Asynchronous operations, pinning

One thing we tried to do with the CLR and FX is provide a consistent asynchronous programming model.

To briefly recap the model, an API called XXX may also offer an async alternative composed of BeginXXX and EndXXX methods. Even if the class that implements XXX doesn’t also offer BeginXXX and EndXXX, you can define a Delegate class whose signature is consistent with the signature of XXX. On that Delegate, you will find BeginXXX and EndXXX methods defined, which can be used to call the XXX method asynchronously.

The BeginXXX method takes the inbound arguments, an optional state object and an optional callback delegate. It returns an implementation of IAsyncResult that can be used to rendezvous with the completion.

The managed asynchronous programming model provides a choice of four different ways to rendezvous with the completion:

  1. The asynchronous provider calls the delegate callback specified in the BeginXXX call, passing the optional state object.
  2. The initiator polls for completion, using the IAsyncResult.IsComplete property.
  3. The initiator waits for an event to be signaled, via IAsyncResult.WaitHandle.
  4. The initiator blocks until the asynchronous operation completes, by calling the EndXXX API.

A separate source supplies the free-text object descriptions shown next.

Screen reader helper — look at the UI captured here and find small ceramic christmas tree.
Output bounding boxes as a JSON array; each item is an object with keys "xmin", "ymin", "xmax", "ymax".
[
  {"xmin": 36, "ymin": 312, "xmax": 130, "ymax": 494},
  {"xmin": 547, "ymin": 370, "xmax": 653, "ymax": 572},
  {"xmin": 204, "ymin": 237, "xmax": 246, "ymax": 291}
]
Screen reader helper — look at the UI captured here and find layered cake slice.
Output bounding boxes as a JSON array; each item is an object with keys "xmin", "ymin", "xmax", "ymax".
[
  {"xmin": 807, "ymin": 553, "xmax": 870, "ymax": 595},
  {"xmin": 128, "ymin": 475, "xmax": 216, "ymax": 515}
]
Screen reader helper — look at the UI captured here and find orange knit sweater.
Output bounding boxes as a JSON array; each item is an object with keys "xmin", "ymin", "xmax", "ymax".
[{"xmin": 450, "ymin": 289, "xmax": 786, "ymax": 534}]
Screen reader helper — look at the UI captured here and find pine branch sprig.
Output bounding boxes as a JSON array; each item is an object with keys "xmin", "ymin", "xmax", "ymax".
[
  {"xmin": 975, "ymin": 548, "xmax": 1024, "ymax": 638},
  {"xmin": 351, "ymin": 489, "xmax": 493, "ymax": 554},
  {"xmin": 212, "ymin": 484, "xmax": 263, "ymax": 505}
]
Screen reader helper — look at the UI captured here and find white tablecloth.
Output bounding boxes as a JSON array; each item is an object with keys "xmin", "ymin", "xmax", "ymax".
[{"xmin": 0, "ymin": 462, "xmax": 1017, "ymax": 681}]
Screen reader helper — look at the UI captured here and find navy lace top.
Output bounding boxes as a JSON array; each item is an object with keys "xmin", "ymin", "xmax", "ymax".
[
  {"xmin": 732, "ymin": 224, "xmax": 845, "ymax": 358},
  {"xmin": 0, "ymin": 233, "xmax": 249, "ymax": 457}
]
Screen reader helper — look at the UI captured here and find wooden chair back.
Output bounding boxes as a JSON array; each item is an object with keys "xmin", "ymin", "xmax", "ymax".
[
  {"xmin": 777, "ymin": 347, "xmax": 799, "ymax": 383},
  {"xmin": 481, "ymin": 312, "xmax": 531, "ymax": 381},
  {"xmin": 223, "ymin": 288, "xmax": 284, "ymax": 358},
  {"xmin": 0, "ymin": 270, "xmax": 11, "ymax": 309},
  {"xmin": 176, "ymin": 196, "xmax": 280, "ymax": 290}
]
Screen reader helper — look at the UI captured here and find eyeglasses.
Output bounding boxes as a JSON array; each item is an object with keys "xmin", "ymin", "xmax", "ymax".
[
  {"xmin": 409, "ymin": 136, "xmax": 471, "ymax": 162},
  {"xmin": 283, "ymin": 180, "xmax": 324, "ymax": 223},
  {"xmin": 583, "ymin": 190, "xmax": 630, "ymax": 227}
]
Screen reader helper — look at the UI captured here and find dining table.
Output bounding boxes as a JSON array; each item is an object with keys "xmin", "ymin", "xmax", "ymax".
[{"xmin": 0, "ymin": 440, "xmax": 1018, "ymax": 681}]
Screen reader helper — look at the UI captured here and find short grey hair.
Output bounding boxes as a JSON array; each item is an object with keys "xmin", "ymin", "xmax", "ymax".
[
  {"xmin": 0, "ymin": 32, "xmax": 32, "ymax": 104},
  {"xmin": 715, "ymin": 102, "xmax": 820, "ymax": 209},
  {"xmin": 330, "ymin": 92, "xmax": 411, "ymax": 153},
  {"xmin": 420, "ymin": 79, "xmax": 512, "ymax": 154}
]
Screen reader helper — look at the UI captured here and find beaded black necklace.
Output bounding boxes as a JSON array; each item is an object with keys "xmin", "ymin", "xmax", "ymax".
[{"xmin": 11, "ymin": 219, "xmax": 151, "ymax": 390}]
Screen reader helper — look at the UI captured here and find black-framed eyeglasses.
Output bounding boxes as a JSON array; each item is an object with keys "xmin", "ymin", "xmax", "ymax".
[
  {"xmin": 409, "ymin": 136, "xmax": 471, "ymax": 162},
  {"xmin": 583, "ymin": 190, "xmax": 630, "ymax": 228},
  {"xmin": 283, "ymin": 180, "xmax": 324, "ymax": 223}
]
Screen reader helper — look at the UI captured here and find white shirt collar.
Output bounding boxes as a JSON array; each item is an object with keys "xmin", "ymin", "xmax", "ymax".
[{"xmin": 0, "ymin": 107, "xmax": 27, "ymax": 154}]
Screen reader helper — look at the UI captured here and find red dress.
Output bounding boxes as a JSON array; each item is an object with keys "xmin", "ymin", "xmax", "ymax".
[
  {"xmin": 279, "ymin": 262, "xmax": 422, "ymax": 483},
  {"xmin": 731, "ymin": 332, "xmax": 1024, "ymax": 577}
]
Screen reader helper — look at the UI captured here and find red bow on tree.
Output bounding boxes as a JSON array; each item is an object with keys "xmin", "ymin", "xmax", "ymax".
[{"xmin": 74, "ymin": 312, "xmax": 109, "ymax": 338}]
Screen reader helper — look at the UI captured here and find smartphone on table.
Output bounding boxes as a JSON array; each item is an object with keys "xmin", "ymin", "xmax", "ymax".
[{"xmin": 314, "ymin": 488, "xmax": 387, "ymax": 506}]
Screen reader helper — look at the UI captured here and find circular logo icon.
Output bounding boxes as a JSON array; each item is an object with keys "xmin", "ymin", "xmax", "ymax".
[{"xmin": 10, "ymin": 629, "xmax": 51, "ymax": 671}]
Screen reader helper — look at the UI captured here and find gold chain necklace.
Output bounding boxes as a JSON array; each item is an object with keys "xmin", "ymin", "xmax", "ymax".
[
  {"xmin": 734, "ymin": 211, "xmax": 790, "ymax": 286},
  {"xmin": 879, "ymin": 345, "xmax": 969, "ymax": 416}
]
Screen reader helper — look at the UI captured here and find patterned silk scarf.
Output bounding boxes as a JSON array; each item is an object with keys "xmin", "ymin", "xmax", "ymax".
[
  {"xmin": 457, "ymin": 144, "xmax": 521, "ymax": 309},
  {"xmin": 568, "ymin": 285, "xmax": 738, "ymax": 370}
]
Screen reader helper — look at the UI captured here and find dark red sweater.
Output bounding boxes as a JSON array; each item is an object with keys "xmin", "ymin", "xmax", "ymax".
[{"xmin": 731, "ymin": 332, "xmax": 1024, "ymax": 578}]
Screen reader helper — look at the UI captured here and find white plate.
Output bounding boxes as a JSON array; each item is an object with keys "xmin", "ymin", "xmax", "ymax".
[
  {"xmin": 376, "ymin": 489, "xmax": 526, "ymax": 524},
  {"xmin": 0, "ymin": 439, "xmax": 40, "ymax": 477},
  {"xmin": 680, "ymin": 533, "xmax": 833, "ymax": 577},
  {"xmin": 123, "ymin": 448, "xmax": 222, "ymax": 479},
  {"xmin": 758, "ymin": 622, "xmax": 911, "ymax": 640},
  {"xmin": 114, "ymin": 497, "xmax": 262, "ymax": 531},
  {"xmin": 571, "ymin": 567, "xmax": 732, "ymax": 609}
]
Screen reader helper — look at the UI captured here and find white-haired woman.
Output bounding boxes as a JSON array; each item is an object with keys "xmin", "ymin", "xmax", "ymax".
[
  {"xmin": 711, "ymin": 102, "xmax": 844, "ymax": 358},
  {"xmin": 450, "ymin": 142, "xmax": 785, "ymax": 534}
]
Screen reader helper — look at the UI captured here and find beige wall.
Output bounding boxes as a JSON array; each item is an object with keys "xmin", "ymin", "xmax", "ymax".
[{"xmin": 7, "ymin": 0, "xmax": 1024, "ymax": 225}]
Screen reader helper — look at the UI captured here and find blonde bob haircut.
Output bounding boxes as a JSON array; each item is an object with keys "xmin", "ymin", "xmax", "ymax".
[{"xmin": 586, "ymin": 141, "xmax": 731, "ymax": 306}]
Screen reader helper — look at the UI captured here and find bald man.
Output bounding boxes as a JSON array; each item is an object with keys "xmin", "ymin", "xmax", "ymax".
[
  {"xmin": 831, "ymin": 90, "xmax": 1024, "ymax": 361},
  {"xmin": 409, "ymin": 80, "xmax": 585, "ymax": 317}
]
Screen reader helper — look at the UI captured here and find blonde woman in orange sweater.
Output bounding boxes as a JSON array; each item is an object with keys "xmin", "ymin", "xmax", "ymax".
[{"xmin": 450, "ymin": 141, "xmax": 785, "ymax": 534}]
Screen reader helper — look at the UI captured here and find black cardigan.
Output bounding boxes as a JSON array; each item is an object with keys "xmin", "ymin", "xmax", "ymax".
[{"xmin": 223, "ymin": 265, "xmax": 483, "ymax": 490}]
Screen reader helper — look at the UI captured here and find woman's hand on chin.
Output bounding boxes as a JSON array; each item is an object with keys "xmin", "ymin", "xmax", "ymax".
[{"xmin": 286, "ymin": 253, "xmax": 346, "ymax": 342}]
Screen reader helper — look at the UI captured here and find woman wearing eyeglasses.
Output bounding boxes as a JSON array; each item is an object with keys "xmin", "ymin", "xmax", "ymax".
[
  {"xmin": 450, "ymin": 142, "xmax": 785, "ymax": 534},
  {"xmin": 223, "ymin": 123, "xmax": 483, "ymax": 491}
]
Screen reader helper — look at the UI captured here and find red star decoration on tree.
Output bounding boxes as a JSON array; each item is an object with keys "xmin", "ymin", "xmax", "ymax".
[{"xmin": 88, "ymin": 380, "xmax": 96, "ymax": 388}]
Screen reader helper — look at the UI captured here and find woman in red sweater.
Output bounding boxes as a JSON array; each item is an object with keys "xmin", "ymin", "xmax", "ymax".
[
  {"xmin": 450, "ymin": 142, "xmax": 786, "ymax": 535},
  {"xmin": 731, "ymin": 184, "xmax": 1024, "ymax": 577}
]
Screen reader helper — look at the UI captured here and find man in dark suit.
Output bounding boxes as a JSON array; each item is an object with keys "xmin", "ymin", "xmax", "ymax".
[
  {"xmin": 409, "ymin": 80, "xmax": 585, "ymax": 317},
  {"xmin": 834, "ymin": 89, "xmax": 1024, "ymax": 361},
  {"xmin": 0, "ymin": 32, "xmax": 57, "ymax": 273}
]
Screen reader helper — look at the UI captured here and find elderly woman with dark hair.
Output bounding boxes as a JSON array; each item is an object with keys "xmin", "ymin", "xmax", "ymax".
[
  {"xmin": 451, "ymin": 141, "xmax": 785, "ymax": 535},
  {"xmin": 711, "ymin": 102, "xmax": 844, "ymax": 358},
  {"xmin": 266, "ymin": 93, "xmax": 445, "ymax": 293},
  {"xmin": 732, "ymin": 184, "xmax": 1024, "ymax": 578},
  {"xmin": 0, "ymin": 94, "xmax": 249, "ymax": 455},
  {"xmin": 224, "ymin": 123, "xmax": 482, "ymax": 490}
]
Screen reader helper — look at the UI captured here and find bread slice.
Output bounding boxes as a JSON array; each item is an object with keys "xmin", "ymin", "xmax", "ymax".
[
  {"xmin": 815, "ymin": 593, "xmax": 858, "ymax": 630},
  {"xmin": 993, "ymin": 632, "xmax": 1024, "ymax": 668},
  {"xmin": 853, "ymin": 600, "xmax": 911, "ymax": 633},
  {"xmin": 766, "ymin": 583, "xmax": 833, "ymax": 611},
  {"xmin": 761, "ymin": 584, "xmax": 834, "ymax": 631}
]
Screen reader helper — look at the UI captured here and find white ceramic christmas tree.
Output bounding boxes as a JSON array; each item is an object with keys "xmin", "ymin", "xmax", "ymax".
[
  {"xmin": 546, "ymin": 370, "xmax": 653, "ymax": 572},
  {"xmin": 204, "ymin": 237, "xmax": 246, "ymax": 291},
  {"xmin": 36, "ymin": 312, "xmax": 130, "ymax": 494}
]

Of these four techniques, the first is by far the most popular and arguably the easiest for developers to code to.

The second could be used in a highly scalable server, which can afford a dedicated thread to routinely poll all outstanding asynchronous operations and process any that have completed.

The third technique can be used to process each operation as it completes (WaitHandle.WaitAny) or to process all operations after the last one completes (WaitHandle.WaitAll). Because WaitHandles are expensive resources, a sophisticated implementation of IAsyncResult may delay materializing the handle until a client requests it. In most cases, the client will select a different rendezvous method and the WaitHandle is never needed.

The fourth technique is the hardest to understand. Why initiate an operation asynchronously if you intend to rendezvous with it synchronously? But this can make sense if the application is interleaving a finite amount of synchronous processing with the asynchronous operation, to reduce latency. Once the synchronous processing is complete, it may make sense to block.

Regardless of which of these techniques is used to achieve the rendezvous, the final step of the completion is to call the EndXXX API to retrieve the return value, any outbound arguments, or possibly an exception. If the rendezvous is of the first form, the EndXXX method is probably called directly out of the callback.

Once the EndXXX API returns, the operation is fully complete and the IAsyncResult serves no further purpose. Since there may be significant resources associated with the operation, the IAsyncResult implementation might treat EndXXX as the equivalent of IDisposable.Dispose(). For instance, any materialized WaitHandle can be disposed at this time.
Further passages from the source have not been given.